You can't be with glass collectors without constantly hearing of pontil marks. All the first glass articles were made by means of a blow-pipe. About two years after the factory was started, a mould machine was invented, but, even so, it was necessary to use the blow-pipe with it. On wares made bef ore a machine to press glass in a mould was invented you will find rough and irregular spots. These are the pontil marks, and they show where the end of the blow-pipe was broken from the article. It is one of the distinguishing marks of glass of the early period.

Collecting pressed glass has become one of the hobbies of the day. A quarter of a century ago but few antiquarians were interested in it. For that reason good pieces were destroyed or given away. I know of one woman who gave away two or three of the glass hens now eagerly sought by people who have developed "glass mania." Another woman, living in one of the stately old homes in. the Connecticut Valley, collected her old glass at house-cleaning times and placed the pieces in a box in the attic. Then, bit by bit, she gave it away to needy persons. She was saved from utter vandalism by a friend who was prowling about the attic. Now the remaining pickle-jars, jam dishes and salt-cellars are among her cherished possessions.

Collecting glass has its surprises and its romance, too. My daughter once drew a package containing a half-dozen old pressed glass salt-cellars from a grabbag at the local church fair. Upon investigation we found that they had been donated by an old lady who insisted that the child keep them. So the ten-year-old started collecting Sandwich Glass.

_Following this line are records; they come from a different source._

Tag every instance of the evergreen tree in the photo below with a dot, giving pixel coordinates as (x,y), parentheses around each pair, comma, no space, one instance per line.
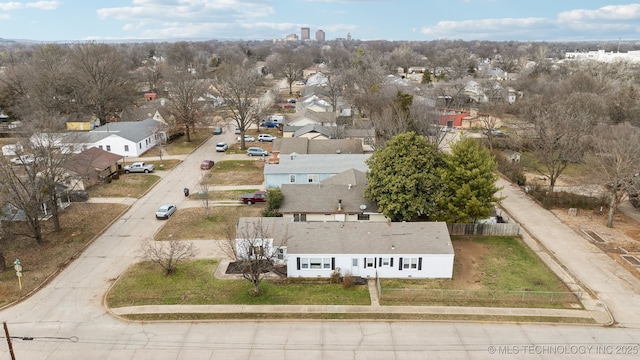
(403,177)
(468,183)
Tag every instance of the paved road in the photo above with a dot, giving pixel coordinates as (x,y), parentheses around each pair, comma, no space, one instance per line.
(67,320)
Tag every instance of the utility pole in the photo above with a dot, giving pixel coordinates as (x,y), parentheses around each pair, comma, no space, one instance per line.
(6,333)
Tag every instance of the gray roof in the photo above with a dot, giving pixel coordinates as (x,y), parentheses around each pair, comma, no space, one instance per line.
(317,164)
(375,238)
(134,131)
(304,145)
(347,187)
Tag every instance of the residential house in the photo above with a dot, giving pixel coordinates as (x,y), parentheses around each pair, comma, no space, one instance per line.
(127,138)
(311,169)
(338,198)
(312,117)
(367,249)
(304,145)
(89,167)
(311,131)
(511,155)
(312,70)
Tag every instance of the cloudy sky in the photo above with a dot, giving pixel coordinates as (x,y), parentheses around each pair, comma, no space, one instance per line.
(521,20)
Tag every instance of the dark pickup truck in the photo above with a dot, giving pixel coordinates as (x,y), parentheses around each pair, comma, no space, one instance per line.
(252,198)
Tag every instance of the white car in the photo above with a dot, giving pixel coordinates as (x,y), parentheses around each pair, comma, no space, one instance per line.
(23,160)
(222,147)
(247,138)
(266,137)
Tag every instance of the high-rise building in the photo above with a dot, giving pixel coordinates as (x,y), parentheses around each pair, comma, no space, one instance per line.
(304,32)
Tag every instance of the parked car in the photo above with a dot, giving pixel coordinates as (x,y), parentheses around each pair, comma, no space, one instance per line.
(23,160)
(222,147)
(206,164)
(139,167)
(165,211)
(248,138)
(257,151)
(266,137)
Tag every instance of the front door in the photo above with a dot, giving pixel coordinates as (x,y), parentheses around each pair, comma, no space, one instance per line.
(355,269)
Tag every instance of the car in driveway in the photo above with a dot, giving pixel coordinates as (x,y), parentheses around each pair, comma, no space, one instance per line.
(23,160)
(206,164)
(266,137)
(165,211)
(257,151)
(248,138)
(222,147)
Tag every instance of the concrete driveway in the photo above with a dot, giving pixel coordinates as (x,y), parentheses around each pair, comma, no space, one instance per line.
(66,319)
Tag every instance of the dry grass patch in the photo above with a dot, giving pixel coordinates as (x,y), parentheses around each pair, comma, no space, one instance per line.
(181,147)
(191,223)
(81,222)
(128,185)
(237,172)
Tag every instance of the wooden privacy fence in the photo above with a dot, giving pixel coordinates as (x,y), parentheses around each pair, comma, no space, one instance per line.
(502,229)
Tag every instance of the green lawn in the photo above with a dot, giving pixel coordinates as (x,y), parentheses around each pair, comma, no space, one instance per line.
(192,224)
(237,172)
(127,185)
(194,283)
(511,274)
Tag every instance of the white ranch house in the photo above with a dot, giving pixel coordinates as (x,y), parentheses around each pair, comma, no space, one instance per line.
(366,249)
(311,168)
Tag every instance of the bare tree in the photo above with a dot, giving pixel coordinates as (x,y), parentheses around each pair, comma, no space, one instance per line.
(558,131)
(240,89)
(617,155)
(289,64)
(254,249)
(100,79)
(185,89)
(167,254)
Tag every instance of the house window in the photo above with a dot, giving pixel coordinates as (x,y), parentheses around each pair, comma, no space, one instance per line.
(282,252)
(410,264)
(257,250)
(363,216)
(315,263)
(370,262)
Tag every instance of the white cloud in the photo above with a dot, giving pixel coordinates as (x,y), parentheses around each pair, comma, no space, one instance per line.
(612,12)
(44,5)
(485,27)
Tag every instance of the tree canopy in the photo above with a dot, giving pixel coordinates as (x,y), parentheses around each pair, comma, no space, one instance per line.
(403,177)
(468,183)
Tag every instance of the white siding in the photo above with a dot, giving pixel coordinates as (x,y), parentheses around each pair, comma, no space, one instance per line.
(432,266)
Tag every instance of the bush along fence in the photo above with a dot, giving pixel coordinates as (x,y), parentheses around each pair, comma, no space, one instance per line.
(449,297)
(500,229)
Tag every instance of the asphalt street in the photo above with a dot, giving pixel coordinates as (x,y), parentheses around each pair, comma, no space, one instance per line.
(67,319)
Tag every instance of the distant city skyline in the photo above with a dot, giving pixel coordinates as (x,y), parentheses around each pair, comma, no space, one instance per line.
(411,20)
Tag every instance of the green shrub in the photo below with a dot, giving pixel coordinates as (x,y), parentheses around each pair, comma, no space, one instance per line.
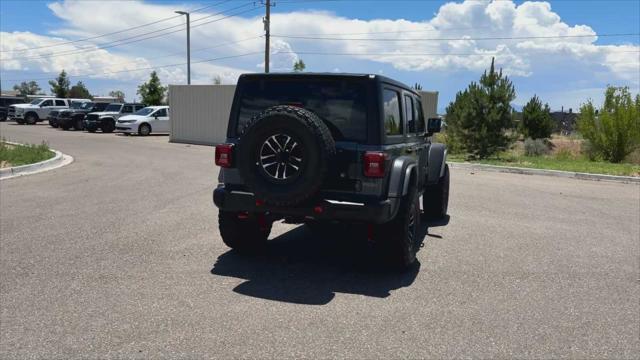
(17,155)
(613,131)
(564,154)
(535,147)
(536,120)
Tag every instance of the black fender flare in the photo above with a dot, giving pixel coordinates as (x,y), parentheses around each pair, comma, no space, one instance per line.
(436,162)
(399,181)
(400,176)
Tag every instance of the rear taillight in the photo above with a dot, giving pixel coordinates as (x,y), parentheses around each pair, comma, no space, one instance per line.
(374,164)
(224,155)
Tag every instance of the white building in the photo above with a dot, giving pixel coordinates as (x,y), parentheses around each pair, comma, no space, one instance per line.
(199,113)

Perhaps one of the most interesting stories of all is that told by a woman whose husband keeps a general store which has been in the family for four generations. The wife became interested in Sandwich glass. One day her husband took her up in the store garret, and showed her a barrel which she knew had been there since his grandfather's day. In it were a number of dozen of perfect goblets, Sandwich or New England Glass Company products.

One of the jolly things about glass collecting is the fact that the objects collected are usable and do not just occupy space in cabinets. You use your goblets, your salt-cellars, and your glass plates. On gala occasions, possibly, but still you use them. Your choice candlesticks decorate your tables. You have your glass lamps wired. Bottles? Oh, yes, you use them, too. Not for the same purposes that your grandfathers did, but you have them wired, also, and, with the right kind of shades, they make charming lamps.

You really must collect Sandwich Glass!